Why Pokémon Go is another great argument for Service Virtualization


If you think Pokémon Go is nothing but a kids’ distraction that makes grown men walk off cliffs and drives puzzled parents crazy, think again. Pokémon Go is actually a fountain of money that suddenly spewed out of nowhere.

Maybe you just arrived from a distant planet and somehow missed the news: Pokémon Go is a mobile app that projects imaginary creatures into the real world. They’re all around you, but you can see them only with Nintendo’s app. You walk around and “catch” them, often at PokéStops, and once you have a few, you can take them to Gyms to battle other players’ captured menageries.

In just a few weeks, the free download already has more than 30 million users and is adding up to 2 million per day. It’s a great example of how, in the tech world, centers of gravity can shift overnight, and companies must always be ready to reorient on the fly. The march of technology never stops to wait for your app to catch up.

As Jason Albanese, co-founder and CEO of Centric Digital, wrote this week, the use of augmented reality (AR) in Pokémon Go is already having several profound influences on business paradigms. The wildfire-like spread of this game has opened C-level executives’ eyes to the possibilities in both gaming apps and augmented or virtual reality apps:

“As gamers continue to enjoy this new type of gameplay, the demand for better AR technology will increase — and corporations will eventually find ways to mimic the game’s functionality to boost sales. Or, better yet, savvy companies will create their own AR games and apps based on Pokémon Go principles.”

In other words, the silly game that has people chasing imaginary virtual-reality creatures through actual-reality plazas and parks is proof that AR technology is ripe for reaching masses of customers — for companies that are agile enough to adapt quickly.

Already, and even though Pokémon Go maker Niantic has not open-sourced its code, coders by the thousands are working to crack its API or intercept server data to capitalize on the game’s popularity.

It’s easy to see the game’s marketing possibilities for retail establishments.
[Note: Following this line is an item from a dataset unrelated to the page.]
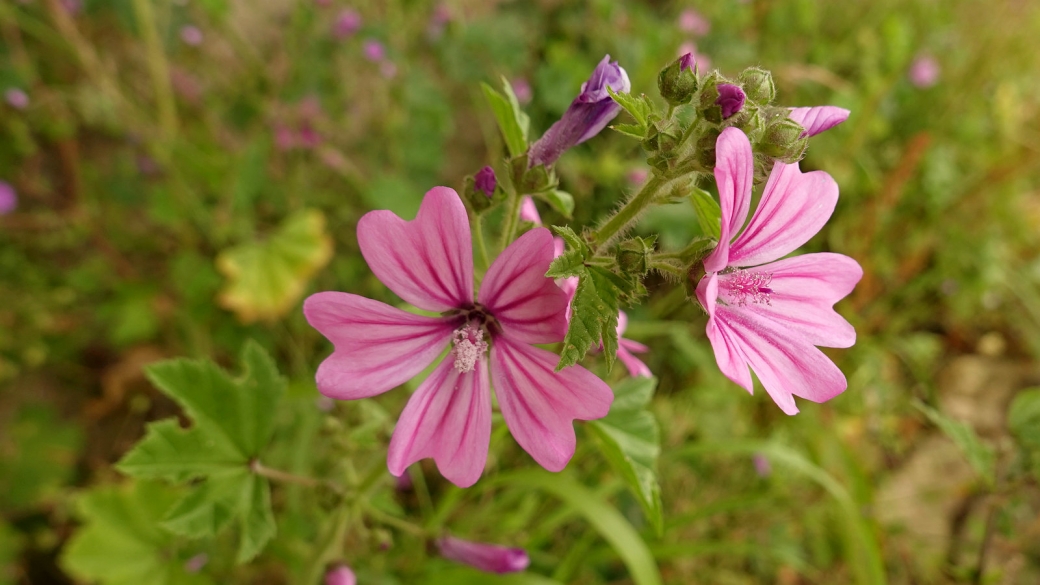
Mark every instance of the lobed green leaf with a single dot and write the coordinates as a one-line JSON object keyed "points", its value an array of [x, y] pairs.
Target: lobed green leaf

As Al Roberts wrote over at ClickZ:

“Local businesses that are home to PokéStop can more aggressively court players thanks to an in-app purchasable Lure Module which ‘attracts Pokémon to a PokéStop for 30 minutes.’ Combined with Pokémon GO-specific messaging and promotions, that could prove to be a valuable tool for increasing Pokémon GO foot traffic and turning it into revenue.
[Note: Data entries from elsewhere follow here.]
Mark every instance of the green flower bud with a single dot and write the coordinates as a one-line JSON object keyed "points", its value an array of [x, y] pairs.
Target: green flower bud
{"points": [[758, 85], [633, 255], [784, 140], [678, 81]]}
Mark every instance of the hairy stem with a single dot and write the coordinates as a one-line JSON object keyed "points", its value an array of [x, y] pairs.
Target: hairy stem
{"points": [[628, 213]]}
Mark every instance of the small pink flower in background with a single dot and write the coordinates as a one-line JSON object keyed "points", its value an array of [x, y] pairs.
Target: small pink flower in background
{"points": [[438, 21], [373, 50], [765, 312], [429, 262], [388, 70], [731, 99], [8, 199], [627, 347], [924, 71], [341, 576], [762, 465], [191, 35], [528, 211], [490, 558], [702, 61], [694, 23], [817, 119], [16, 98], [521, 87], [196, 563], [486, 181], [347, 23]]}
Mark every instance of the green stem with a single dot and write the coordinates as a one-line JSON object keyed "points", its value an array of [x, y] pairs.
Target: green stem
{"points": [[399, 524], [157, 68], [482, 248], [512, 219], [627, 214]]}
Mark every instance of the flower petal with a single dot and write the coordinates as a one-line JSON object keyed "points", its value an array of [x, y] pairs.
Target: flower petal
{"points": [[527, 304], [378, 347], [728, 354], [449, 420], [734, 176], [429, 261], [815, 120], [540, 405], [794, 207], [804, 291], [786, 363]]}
“For local businesses that aren’t PokéStops, capitalizing on the game could be more difficult, but Pokémon GO’s commercial opportunities almost certainly won’t be lost on Nintendo and in the future, it’s possible that the company will seek to build offerings around Pokémon GO that allow local businesses to pay to become Gyms and PokéStops.”

It doesn’t take much imagination to think that, in the near future, businesses that hope to benefit from this sensation will need to make their apps compatible with Niantic software.

More broadly, as Apple’s Tim Cook suggested this week, it’s possible that augmented reality is the next big content platform for reaching consumers. “Regardless,” he said. “It will be huge.”

Now that the technology is here, the only question seems to be which companies will be prepared to make the leap, which are dexterous enough to adapt — and which have iterative processes and livelike simulation environments set up that allow them to develop, test and deploy across parallel development teams.

That’s why, strangely, Pokémon Go is another great argument for Service Virtualization, which speeds development of software and enables higher quality, all while driving down costs. Better, cheaper, faster.

As always in the constantly evolving world of enterprise technology, the quick will claim the spoils. Are you ready?